The apparently on topic but subtly wrong stuff is certainly annoying and in the case of vaguely relevant and not obviously commercial misinformation or misapprehension, I’m not sure how to tell humans from bots. But otoh you wouldn’t actually need that level of sophistication to clean up the cesspool of most YouTube or twitter threads.

That would presume that the moderation knows the truth, that a single truth even exists and that the moderation itself is unbiased.

It would also presume that an LLM knows the truth, which it does not. Even in technical and mathematical matters it fails.

I do not think an LLM can even accurately detect ad-hominem arguments. Is "you launched a scam coin scheme in the first days of your presidency and therefore I don't trust you on other issues" an ad-hominem or an application of probability theory?

  • Suppose you’re right, then any LLM can still label that as hostile or confrontational. implying that we at least now have the ability to try to filter threads on a simple axis like “arguing” vs “information” vs “anecdote” and in other dimensions much more sophisticated than classic sentiment analysis.

    We might struggle to differentiate information vs disinformation, sure, but the above mentioned new super powers are still kind of remarkable, and easily accessible. And yet that “information only please” button is still missing and we are smashing simple up/down votes like cavemen

    Actually when you think about even classic sentiment analysis capabilities it really shows how monstrous and insidious algorithmic feeds are.. most platforms just don’t want to surrender any control to users at all, even when we have the technology.

> "Doesn’t it seem like LLMs can assist with moderation rather than making it harder?"

The moderators will need to pay for LLM service to solve a problem created by malicious actors who are paying for LLM service also? No wonder the LLM providers have sky-high valuations.

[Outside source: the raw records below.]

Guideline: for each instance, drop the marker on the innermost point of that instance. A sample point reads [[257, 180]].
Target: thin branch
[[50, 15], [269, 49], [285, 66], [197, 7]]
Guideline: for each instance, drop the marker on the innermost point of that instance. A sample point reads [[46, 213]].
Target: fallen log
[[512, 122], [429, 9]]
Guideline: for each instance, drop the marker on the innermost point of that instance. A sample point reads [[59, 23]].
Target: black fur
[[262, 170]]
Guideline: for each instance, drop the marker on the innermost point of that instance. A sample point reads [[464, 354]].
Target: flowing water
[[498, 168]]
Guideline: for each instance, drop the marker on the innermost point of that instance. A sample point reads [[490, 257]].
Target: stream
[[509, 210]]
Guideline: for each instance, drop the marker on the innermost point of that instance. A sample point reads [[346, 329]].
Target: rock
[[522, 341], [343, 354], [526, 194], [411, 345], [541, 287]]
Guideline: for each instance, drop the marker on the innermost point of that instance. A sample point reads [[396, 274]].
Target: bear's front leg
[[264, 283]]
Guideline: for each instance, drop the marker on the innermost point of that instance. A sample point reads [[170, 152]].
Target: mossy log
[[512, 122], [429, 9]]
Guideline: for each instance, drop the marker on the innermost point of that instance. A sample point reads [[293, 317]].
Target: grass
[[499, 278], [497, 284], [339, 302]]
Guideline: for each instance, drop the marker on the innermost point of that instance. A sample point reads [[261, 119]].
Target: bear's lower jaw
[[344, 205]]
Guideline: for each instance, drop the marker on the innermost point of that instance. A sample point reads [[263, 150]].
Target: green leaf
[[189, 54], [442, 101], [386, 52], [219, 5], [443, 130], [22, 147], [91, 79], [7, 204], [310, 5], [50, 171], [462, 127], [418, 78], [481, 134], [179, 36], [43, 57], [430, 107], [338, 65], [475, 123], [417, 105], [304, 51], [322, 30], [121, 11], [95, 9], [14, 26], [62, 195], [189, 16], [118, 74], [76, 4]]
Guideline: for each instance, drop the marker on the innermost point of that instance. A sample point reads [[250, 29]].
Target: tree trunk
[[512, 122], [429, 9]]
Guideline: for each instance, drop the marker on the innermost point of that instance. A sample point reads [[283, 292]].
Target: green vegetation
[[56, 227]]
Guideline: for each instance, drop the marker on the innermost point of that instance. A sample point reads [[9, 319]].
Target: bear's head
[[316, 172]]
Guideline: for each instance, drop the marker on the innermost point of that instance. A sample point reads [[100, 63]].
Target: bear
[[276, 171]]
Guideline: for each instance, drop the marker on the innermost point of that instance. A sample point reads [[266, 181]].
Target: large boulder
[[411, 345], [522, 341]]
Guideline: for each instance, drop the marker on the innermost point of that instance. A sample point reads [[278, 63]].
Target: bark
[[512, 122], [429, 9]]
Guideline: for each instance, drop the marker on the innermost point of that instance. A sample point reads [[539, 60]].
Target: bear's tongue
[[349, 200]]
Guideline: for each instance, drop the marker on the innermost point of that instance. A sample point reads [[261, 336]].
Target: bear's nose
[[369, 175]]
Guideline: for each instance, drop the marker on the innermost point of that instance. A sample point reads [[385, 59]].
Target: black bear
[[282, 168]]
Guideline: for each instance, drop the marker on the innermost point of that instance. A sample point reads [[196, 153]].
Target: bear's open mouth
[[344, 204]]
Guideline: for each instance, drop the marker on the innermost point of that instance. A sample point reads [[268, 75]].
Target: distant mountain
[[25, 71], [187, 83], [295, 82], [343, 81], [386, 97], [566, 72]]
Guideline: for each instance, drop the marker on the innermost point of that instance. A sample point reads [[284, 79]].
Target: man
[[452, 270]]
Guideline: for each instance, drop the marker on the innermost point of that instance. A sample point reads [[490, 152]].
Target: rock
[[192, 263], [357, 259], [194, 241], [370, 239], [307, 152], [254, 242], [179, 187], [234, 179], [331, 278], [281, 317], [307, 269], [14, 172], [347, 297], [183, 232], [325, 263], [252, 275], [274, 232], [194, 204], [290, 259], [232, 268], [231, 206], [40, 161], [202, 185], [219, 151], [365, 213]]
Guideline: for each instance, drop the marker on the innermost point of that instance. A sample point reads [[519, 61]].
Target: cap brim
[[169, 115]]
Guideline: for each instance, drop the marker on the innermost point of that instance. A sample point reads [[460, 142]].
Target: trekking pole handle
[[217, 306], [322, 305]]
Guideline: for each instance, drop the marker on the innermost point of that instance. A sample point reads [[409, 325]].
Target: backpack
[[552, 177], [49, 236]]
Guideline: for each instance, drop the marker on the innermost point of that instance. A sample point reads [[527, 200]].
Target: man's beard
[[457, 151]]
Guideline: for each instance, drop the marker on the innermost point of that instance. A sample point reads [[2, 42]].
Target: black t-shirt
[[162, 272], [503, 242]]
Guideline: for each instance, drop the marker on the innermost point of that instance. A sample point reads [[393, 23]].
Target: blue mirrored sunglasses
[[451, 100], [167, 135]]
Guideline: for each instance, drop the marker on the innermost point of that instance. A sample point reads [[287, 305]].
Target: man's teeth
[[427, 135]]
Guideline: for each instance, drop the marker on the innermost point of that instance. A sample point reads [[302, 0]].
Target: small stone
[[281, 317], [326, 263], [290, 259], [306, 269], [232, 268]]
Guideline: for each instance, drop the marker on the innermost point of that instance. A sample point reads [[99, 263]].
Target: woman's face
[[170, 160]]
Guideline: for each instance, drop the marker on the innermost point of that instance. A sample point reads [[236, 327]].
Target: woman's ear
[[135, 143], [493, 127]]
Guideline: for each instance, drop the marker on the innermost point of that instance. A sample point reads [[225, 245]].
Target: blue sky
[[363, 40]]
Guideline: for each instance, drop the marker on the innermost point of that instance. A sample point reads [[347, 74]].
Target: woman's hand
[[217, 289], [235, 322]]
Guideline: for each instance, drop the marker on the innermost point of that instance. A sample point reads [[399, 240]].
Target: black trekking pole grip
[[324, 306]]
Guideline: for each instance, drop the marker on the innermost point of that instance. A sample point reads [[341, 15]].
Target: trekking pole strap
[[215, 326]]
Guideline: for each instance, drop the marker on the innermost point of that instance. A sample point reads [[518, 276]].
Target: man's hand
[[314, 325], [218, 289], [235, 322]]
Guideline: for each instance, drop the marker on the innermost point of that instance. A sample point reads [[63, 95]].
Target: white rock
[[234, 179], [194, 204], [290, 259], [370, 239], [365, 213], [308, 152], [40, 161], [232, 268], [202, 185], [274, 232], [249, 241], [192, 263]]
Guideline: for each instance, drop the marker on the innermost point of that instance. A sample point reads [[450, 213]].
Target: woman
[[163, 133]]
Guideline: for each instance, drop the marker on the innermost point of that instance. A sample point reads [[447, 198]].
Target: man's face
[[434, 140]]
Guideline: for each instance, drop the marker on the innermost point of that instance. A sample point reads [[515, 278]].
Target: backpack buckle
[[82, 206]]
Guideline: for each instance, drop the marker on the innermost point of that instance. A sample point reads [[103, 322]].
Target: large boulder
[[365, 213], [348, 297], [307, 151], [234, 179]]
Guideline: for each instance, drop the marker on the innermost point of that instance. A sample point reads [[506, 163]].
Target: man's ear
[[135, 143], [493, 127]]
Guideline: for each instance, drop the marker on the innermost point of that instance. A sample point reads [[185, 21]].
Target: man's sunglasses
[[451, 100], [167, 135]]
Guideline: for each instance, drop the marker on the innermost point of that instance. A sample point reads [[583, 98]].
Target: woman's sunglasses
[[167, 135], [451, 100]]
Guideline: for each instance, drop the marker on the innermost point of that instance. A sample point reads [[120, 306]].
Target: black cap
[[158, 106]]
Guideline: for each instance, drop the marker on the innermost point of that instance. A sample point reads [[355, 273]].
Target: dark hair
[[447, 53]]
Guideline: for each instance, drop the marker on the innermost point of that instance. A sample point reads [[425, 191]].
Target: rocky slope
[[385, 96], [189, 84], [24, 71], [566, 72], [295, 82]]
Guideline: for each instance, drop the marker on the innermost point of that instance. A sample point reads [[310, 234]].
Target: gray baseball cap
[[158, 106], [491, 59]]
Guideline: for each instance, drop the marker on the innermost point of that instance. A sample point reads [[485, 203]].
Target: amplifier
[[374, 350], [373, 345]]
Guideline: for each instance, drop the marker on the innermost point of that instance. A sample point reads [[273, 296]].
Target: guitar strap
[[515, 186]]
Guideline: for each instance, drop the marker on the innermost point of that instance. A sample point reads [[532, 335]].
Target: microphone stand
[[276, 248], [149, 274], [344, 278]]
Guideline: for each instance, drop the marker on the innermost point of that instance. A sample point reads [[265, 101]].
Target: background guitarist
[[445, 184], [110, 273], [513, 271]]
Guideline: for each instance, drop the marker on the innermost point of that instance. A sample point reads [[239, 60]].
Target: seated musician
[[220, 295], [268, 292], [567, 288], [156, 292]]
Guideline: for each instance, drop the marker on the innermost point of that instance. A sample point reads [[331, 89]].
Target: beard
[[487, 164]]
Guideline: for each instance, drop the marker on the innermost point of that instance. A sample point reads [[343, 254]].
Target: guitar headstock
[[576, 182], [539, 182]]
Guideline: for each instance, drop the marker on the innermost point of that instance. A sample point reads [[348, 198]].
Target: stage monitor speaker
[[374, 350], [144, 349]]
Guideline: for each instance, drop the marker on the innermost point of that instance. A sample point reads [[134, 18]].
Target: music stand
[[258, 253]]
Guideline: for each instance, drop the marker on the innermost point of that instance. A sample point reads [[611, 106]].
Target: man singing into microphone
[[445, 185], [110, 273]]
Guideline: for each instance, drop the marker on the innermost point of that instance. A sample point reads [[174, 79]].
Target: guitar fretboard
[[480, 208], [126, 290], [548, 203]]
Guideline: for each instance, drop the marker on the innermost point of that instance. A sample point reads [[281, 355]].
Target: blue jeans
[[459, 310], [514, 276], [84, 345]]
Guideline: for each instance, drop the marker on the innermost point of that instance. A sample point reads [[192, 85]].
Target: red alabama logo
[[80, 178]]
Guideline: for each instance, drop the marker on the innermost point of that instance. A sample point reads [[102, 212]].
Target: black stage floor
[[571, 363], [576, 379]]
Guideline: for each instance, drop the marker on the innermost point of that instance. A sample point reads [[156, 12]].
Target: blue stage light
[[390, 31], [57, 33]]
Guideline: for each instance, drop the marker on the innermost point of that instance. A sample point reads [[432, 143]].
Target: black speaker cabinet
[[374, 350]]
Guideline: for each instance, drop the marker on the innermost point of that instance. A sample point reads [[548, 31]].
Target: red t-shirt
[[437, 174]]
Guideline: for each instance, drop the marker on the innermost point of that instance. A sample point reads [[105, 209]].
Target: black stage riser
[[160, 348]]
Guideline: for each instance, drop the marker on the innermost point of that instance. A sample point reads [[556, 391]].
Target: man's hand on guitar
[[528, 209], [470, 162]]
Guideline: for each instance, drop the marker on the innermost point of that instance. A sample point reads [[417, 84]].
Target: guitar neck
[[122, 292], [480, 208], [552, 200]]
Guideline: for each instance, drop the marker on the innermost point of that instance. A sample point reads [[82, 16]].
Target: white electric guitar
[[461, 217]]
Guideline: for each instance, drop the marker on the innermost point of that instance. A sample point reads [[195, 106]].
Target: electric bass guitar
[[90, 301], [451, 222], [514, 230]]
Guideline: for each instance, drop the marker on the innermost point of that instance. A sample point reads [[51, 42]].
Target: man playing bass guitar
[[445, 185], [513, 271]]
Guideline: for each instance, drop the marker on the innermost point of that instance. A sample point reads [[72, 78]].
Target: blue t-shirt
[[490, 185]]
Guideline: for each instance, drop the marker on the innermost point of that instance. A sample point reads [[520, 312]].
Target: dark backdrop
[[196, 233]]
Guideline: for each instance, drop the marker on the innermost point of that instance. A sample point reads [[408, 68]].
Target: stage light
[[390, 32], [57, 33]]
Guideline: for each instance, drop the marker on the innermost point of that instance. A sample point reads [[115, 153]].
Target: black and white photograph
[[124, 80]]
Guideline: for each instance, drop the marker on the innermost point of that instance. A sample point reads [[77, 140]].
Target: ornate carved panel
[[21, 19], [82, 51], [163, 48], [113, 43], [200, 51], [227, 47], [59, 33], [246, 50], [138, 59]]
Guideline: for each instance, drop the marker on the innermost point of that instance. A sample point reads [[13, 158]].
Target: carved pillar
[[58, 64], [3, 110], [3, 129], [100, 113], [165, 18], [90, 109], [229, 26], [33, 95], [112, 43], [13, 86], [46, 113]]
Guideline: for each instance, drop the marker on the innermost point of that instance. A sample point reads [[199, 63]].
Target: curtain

  • Compute providers are gonna get paid, yeah. We can hope though that there’s something asymmetric in the required expense for good guys va bad guys though. For example “subtly embed an ad for X while you pretend to reply to Y” does seem like a harder problem you need a cloud model for. TFA mentioned crypto blog spam, which could easily be detected with keywords and local LLM, or no LLM at all

  • There’s already a lightweight LLM tool for moderation that doesn’t take much to run.

Hey, this is part of my thesis and what I’m working towards figuring out.

People already working on LLMs to assist with content moderation (COPE). Their model can apply a given policy (eg harassment policy,) to a piece of content and judge if it matches the criteria. So the tooling will be made, one way or another.

My support for the thesis is also driven based on how dark the prognostications are.

We won’t be able to distinguish between humans and bots, or even facts soon. The only things which will remain relatively stable are human wants / values and rules / norms.

Bots that encourage pro social behavior, norms and more, are definitely needed just as the natural survival tools we will need.